Le XIIe siècle constitue une sorte d’apogée dans l’histoire du monachisme et de la spiritualité: bien des figures d’envergure y ont émergé, qui continuent d’inspirer les chrétiens d’aujourd’hui. Parmi elles, un moine chartreux: Guigues II.

Ce solitaire a laissé quelques brefs écrits: surtout des textes sur la prière, reflets de l’expérience de son auteur et témoignage éloquent de la vie monastique au Moyen Age. Une lettre en particulier a fait fortune: adressée à un certain frère Gervais, elle approfondit ce qu’est la vie contemplative. Ce texte a été continuellement recopié et réédité, sous le titre L’Echelle des moines, pour rester durant plus de huit siècles un classique de la spiritualité. Guigues le Chartreux y présente quatre degrés pour avancer dans l’intimité avec Dieu, comme une échelle permettant d’accéder au ciel – à l’instar de celle de Jacob (voir Genèse 28, 12). Voici ce qu’il écrivit: «Un jour, pendant le travail manuel, je commençai à penser à la recherche spirituelle de l’homme, et soudain s’offrirent à ma réflexion quatre degrés: la lecture, la méditation, la prière, la contemplation.

La méditation est une opération de l’intelligence

La lecture est l’étude attentive des Ecritures, faite par un esprit appliqué.

La méditation est une opération de l’intelligence, procédant à la connaissance studieuse d’une vérité cachée.

La prière est une adhésion religieuse du cœur à Dieu pour éloigner des maux ou obtenir des biens.

La contemplation est une certaine élévation en Dieu de l’âme attirée au-dessus d’elle-même et savourant les joies de la douceur éternelle.»

Un chemin de liberté

Dans cet itinéraire de vie spirituelle, Guigues invite son correspondant à «prier la Parole», à travers les étapes de ce que nous appellerions aujourd’hui la lectio divina. Mais attention, avertissent les commentateurs de ce texte, le schéma qu’offre le prieur de Chartreuse ne fournit pas une marche à suivre mécanique: c’est bien plutôt l’indication d’un chemin de liberté, une pédagogie inspirée par l’Esprit. Car dans la pratique, la méditation à laquelle ouvre la lecture biblique se transforme bien souvent en prière, ou en contemplation, sans que cela soit calculé. Il n’y a pas de frontière précise ni de déroulement chronologique absolu entre ces divers moments : plus que d’une technique, il s’agit d’un art!

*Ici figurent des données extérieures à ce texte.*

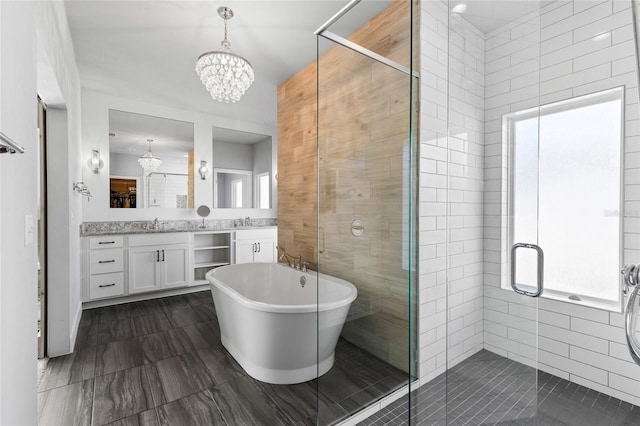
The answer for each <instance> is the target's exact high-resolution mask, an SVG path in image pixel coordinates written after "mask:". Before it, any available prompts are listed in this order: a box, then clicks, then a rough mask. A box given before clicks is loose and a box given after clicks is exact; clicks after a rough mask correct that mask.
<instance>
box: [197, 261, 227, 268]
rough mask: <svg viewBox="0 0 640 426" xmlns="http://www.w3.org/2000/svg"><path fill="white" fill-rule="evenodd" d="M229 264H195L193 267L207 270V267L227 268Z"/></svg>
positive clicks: (201, 263)
mask: <svg viewBox="0 0 640 426" xmlns="http://www.w3.org/2000/svg"><path fill="white" fill-rule="evenodd" d="M228 264H229V262H203V263H195V264H194V265H193V267H194V268H207V267H216V266H225V265H228Z"/></svg>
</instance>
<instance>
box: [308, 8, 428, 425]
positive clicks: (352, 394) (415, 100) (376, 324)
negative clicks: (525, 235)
mask: <svg viewBox="0 0 640 426" xmlns="http://www.w3.org/2000/svg"><path fill="white" fill-rule="evenodd" d="M363 5H364V6H367V5H366V2H363ZM358 7H360V5H358V6H356V7H354V8H353V9H352V10H351V11H349V12H348V13H347V15H345V16H348V14H353V13H355V14H358V13H359V9H358ZM410 12H411V9H410V3H409V2H390V5H389V6H388V8H386V9H384V10H382V11H381V12H380V13H379V14H378V15H376V16H375V17H373V18H372V19H371V20H370V21H369V22H368V23H367V25H366V26H362V27H360V28H359V29H357V30H355V31H354V32H351V31H350V30H345V29H344V28H345V27H344V26H343V25H342V21H340V20H338V21H336V22H335V23H334V24H332V25H330V27H328V28H327V29H325V30H322V31H321V32H320V36H319V37H318V52H319V56H318V62H317V84H318V85H317V90H318V91H317V96H318V114H317V117H318V123H317V124H318V134H317V140H318V251H317V255H318V271H319V272H320V273H321V274H326V275H330V276H334V277H338V278H341V279H344V280H346V281H349V282H351V283H352V284H353V285H354V286H356V288H357V290H358V296H357V298H356V300H355V301H354V302H353V303H352V304H351V307H350V310H349V313H348V316H347V318H346V321H345V323H344V326H343V328H342V333H341V337H340V339H339V341H338V344H337V347H336V353H335V363H334V366H333V368H332V369H331V370H330V371H328V372H327V373H326V374H324V375H322V376H320V377H319V378H318V382H317V385H318V412H319V413H318V421H317V424H320V425H327V424H333V423H336V422H338V421H340V420H342V419H344V418H346V417H348V416H350V415H353V414H355V413H357V412H358V411H360V410H362V409H364V408H366V407H368V406H370V405H372V404H374V403H375V402H377V401H379V400H381V399H382V398H384V397H386V396H388V395H389V394H390V393H392V392H394V391H396V390H398V389H400V388H402V387H403V386H405V385H407V384H409V383H410V382H411V381H412V380H413V379H415V378H416V377H417V359H416V356H415V354H416V350H417V333H416V314H417V309H416V307H417V300H416V295H417V239H416V232H417V231H416V230H417V214H416V213H417V205H416V203H415V202H414V200H415V199H417V171H416V163H417V158H418V154H417V143H416V141H415V138H416V132H415V129H417V118H416V117H417V105H416V102H417V90H418V85H417V78H416V77H415V76H412V75H411V72H410V71H409V65H410V60H411V58H410V57H409V53H410V52H411V49H410V45H411V44H410V37H411V22H410V21H411V16H410ZM347 21H348V20H347ZM383 23H384V24H383ZM345 25H348V24H345ZM371 31H387V32H388V33H390V34H392V36H393V37H395V43H385V42H384V40H386V38H385V37H383V35H380V34H370V32H371ZM340 34H344V36H342V35H340ZM385 34H387V33H385ZM361 42H362V43H361ZM376 43H377V44H376ZM398 62H401V63H402V64H399V63H398ZM318 288H319V290H318V300H319V301H320V303H321V304H322V301H323V300H324V299H325V298H326V297H327V295H326V293H325V288H326V286H323V276H322V275H320V276H319V286H318ZM329 316H330V314H329V313H326V312H324V311H323V310H322V307H321V308H320V311H319V313H318V318H319V323H318V327H319V337H318V339H319V342H318V346H319V350H320V352H322V348H323V346H324V344H325V341H324V337H323V336H324V334H323V330H324V329H325V328H326V327H327V320H328V319H329ZM408 420H409V419H408V417H407V418H406V421H407V422H408Z"/></svg>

Guigues invite ainsi son lecteur à laisser la rencontre avec le Seigneur irriguer sa vie même. Alors, comme pour les moines médiévaux, la Parole méditée animera chacune des paroles et des actions de qui l’accueille.

Une vie de silence

On ne sait que peu de choses de Guigues, si ce n’est qu’il vivait reclus dans la Grande Chartreuse, cet important monastère isolé des Alpes françaises.

Ce style de vie retiré et l’amour du silence qui caractérise la spiritualité cartusienne expliquent la discrétion des sources.

Guigues fut pourtant prieur de Chartreuse entre 1173 et 1180. Il doit être mort vers 1188. Si on le désigne souvent sous le nom de Guigues II, c’est pour le distinguer de son homonyme Guigues Ier, prieur de la Grande Chartreuse un demi-siècle avant lui, qui avait codifié dans ses écrits la vie cartusienne et rédigé de célèbres Méditations.